Same with SDA and SCL. Make sure you have strong enough pull-up resistors for proper I2C communication.

If you are not using the TS pin with a thermistor, you want to change the resistor network consisting of R5 and R8 such that the voltage @ TS pin is anywhere between 50-70% of VCC_REGN. This will ensure the charger is in normal operation.

Lastly, the important thing to note here is that once you are only using battery power, the VSYS voltage could drop to <3.4V if your battery is discharged enough. There are two options there:

1) Add a buck/boost DC/DC converter to VSYS to ensure constant 3.7V or

2) Make sure a valid 5V source is applied once VBAT is ~ 3.5V 

Hope this helps,

Regards,

Joel H

You current have ILIM set to 330 ohms, which right now would give you ~1.38A of input current. The ILIM resistor setting you will want could be based on a few things.

You definitely want it above your max desired charging current, which you said was 800mA.

You want to also account for input power requirements (use the efficiency graphs, Figure 2 and Figure 3) to determine how much input current you will need for your worst case input voltage (lowest), max charging current, and average system current.

Consider too peak current of 3A that your system will experience. If this is something you want the charger to handle, and not supplemented by the battery, then I'd recommend the max settable ILIM. Tying the pin to GND will set max input current.

If you will be controlling the input current limit via I2C through REG00[2:0], then I suggest setting the ILIM higher. The charger uses the lower of the two settings (I2C vs ILIM pin setting).

Lastly, you have to determine what is the power capability of your input source (+5.0V_SYS in your schematic).


Regards,
Joel H

Limiting the system current draw is something our charger does not do. That is inherent to your system to design.

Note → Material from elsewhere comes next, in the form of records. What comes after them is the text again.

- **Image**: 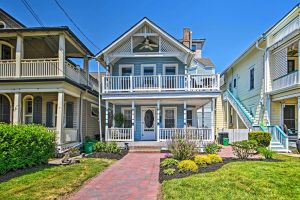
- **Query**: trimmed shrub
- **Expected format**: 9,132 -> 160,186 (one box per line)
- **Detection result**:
160,158 -> 178,168
163,168 -> 176,175
249,131 -> 271,148
194,155 -> 212,165
208,154 -> 223,163
178,160 -> 198,172
0,123 -> 55,175
205,143 -> 222,154
93,142 -> 121,154
168,136 -> 196,160
258,147 -> 275,159
232,140 -> 258,159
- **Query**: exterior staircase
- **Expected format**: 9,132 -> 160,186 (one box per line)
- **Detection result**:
224,89 -> 289,152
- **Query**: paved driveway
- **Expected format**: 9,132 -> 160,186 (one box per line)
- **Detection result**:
71,153 -> 163,200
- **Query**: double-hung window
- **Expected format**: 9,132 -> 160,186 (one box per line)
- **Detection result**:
164,107 -> 176,128
187,110 -> 193,127
122,108 -> 132,128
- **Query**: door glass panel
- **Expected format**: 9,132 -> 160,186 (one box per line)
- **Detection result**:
144,109 -> 154,128
284,105 -> 295,133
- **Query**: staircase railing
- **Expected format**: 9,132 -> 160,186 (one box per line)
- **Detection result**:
267,125 -> 289,152
224,89 -> 253,128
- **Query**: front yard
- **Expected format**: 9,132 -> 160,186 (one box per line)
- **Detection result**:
0,158 -> 114,200
162,154 -> 300,200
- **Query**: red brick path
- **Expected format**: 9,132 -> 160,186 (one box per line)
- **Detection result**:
71,153 -> 163,200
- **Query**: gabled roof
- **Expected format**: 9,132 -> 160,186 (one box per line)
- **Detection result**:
0,8 -> 26,28
95,17 -> 193,58
196,58 -> 214,67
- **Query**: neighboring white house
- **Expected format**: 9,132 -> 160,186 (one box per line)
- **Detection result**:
95,18 -> 220,145
219,4 -> 300,152
0,9 -> 100,152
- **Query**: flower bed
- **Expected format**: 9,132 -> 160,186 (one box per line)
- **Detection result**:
85,149 -> 128,160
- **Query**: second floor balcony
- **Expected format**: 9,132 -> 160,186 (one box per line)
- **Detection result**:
102,74 -> 220,94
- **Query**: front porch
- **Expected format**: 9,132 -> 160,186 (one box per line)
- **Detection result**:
104,98 -> 216,143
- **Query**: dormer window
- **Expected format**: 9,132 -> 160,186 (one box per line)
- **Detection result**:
0,21 -> 6,29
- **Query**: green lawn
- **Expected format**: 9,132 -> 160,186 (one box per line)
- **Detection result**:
162,155 -> 300,200
0,158 -> 114,200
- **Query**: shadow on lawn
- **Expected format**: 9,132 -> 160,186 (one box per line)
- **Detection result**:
0,163 -> 58,183
159,157 -> 282,183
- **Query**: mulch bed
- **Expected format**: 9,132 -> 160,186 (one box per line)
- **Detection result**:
0,164 -> 57,183
85,149 -> 128,160
159,157 -> 281,183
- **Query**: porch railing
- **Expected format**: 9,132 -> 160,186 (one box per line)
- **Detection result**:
267,125 -> 289,152
21,58 -> 59,77
272,71 -> 298,91
106,128 -> 133,141
102,74 -> 220,93
159,128 -> 212,142
0,60 -> 16,77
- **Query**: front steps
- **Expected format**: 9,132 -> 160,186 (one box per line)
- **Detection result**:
117,141 -> 167,153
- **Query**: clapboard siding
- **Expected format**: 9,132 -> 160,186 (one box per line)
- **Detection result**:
215,95 -> 225,132
82,99 -> 100,140
112,57 -> 185,76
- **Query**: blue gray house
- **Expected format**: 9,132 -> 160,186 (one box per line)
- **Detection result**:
95,18 -> 220,145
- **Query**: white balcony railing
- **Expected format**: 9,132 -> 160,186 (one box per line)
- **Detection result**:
272,71 -> 298,91
159,128 -> 213,142
0,58 -> 98,92
102,74 -> 220,93
0,60 -> 16,77
106,128 -> 133,141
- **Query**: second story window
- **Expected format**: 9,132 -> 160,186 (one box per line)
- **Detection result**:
191,44 -> 197,51
287,60 -> 295,73
233,78 -> 237,88
1,44 -> 12,60
250,68 -> 254,90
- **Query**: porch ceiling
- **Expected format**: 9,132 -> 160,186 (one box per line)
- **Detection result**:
108,98 -> 212,107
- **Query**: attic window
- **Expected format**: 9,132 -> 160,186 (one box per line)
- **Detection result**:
0,21 -> 6,29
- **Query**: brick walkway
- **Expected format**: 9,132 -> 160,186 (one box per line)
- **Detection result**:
71,153 -> 163,200
218,146 -> 234,158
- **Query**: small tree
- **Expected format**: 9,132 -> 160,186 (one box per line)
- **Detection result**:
114,112 -> 125,128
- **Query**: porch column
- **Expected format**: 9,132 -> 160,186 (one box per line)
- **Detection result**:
157,100 -> 160,141
56,92 -> 64,144
112,104 -> 115,127
105,101 -> 109,141
15,35 -> 23,77
298,40 -> 300,83
298,96 -> 300,139
131,101 -> 135,141
58,34 -> 65,77
13,93 -> 22,124
211,99 -> 215,141
84,56 -> 89,84
184,101 -> 187,128
266,95 -> 271,125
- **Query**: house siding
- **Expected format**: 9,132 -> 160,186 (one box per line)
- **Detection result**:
112,57 -> 185,76
82,99 -> 100,140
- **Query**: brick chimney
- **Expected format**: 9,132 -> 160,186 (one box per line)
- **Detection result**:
182,28 -> 191,48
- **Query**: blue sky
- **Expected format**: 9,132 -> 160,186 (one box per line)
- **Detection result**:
1,0 -> 299,72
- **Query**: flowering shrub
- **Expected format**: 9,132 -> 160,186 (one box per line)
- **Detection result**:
208,154 -> 223,163
232,140 -> 257,159
168,135 -> 196,160
194,155 -> 212,165
177,160 -> 198,172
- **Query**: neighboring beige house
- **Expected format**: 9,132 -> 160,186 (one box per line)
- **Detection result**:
218,4 -> 300,152
0,9 -> 100,152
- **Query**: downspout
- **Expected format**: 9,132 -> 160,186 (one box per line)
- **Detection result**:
97,61 -> 103,141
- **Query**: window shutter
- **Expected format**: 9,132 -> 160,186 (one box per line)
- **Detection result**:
46,102 -> 53,127
33,96 -> 42,124
66,102 -> 74,128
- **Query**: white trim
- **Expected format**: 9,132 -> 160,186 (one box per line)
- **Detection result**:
22,95 -> 34,124
141,64 -> 156,75
0,21 -> 6,29
119,64 -> 134,76
162,106 -> 177,128
163,63 -> 178,75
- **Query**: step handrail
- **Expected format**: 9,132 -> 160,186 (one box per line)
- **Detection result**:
267,125 -> 288,138
225,89 -> 253,124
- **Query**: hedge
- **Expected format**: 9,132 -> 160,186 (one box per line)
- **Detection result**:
0,123 -> 56,175
248,131 -> 272,148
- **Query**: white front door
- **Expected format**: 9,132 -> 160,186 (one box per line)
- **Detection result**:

The input limit only limits the power supply current to the charger, and ultimately to the battery (charging current) and the system. For example, if you select R_ILIM such that ILIM is 1A, and you program 800mA (via I2C) of charge current via I2C, and you reach the input current limit because your system requires more current, the battery charging current will be reduced until it begins to supplement the system current.

Like I said, make sure you supply can handle the ILIM you set, and understand that you can also set IINDPM (the I2C equivalent of ILIM) by adjusting register settings.


Hope this helps!

Regards,
Joel H